De Palma (7/10)
by Tony Medley
Runtime 111 minutes
Not for children.
If you ever wonder
why movies are too long, listen to a director talk about himself for
almost two hours, which is what you do in this documentary about
filmmaker Brian De Palma. His is the only voice you hear and it is a one
shot of him talking about himself for almost half the movie.
Oh, there are clips
of his films, but nobody is interviewed; nobody tells what it was like
to be directed by him; nobody tells what it was like to collaborate with
him. This is Brian De Palma on Brian De Palma. His 20 best-known films
average just under two hours, like this film. Cut it by a half hour and
you’d have enough.
What he says is
pretty interesting because he tells somewhat of what it’s like to put a
film together and explains some of the conflicts. Also shown are some of
his more gory scenes. He claims to be the only person who follows in the
footsteps of Alfred Hitchcock, but Hitch never showed graphic violence,
always leaving it to the viewers’ imagination. Even the classic shower
scene where Janet Leigh gets knifed in Psycho, Hitch never shows
the knife entering the body.
That’s what De Palma
doesn’t get. And it’s what most of today’s shock directors don’t get.

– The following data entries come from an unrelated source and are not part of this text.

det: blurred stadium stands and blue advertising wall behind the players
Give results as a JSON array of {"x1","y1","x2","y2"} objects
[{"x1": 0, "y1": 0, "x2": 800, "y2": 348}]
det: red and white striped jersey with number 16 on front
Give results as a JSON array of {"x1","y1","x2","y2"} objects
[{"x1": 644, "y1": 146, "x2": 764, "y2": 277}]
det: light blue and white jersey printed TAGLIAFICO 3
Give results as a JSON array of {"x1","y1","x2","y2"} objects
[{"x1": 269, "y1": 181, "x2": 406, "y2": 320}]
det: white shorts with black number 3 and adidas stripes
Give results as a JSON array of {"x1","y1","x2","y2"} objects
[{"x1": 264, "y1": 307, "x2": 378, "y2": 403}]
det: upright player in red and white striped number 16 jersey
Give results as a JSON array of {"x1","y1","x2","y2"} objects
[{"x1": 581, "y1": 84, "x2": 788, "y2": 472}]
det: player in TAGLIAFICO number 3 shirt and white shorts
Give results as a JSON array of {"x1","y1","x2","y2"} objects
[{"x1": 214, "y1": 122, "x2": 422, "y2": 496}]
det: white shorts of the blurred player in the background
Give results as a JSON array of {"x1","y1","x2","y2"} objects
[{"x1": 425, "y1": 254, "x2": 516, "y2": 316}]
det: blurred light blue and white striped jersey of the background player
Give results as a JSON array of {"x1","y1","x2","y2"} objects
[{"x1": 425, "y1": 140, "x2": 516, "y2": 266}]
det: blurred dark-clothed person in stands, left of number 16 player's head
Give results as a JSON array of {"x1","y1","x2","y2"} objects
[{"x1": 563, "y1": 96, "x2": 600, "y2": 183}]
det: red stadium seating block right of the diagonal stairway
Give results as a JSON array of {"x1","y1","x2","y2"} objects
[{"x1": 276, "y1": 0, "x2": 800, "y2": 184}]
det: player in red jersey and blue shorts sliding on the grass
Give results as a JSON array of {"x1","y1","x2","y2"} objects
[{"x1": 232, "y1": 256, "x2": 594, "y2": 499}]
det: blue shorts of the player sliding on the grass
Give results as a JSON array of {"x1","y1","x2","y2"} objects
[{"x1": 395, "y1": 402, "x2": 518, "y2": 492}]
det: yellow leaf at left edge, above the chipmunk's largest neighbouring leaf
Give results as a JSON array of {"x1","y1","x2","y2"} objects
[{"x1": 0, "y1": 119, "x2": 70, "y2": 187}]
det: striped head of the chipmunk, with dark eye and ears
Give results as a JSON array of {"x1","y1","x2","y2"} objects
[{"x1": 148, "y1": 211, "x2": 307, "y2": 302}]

Movies are a medium of imagination. The less you actually see and the
more you actually think, the better. Seeing intercourse doesn’t make a
movie sexier. It’s what you imagine they are doing or are about to do,
or just did, that make a movie fascinating. The same is true for
violence. Talented directors don’t show the actual damage that’s being
done; they leave it to the imagination.
De Palma shows
everything in raw detail (except the chain saw scene in Scarface,
where he never shows the saw cutting skin).